KAUFMAN: This is a very introspective question and I salute you. I think about the incredible amount of time, effort, and energy, that is required to gain insight into the lessons being taught by the masters. In my forthcoming book, "Sword in the Boardroom", soon to be published, I synthesize the messages of Sun Tzu and Musashi with my own annotations. It is a simple book that fundamentally illustrates the necessity of negotiation of the "benefit of all concerned" from a global perspective and not just the needs of some fool who thinks to increase personal wealth through greed and aggrandizement.

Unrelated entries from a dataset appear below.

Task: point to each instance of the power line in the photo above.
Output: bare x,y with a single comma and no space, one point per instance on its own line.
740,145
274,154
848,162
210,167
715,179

What I essentially do with each tenet that I consider in the teaching of Sun Tzu and Musashi is to put it through the wringer of my own personal life experiences and see where I have been able to understand it and use it properly or where through misunderstanding I have acted inappropriately. I then explain it to myself over and again until it becomes part of my psyche and I don't have to think about it any longer but am able to actuate my life through it. This is called practice, which in itself is a never ending activity. It takes forever to get it right because of the finite limitations we are living with regardless of our intended spiritual enlightenment which is just a simple matter of staying awake to conditions and keeping one's finger out of one's-nose.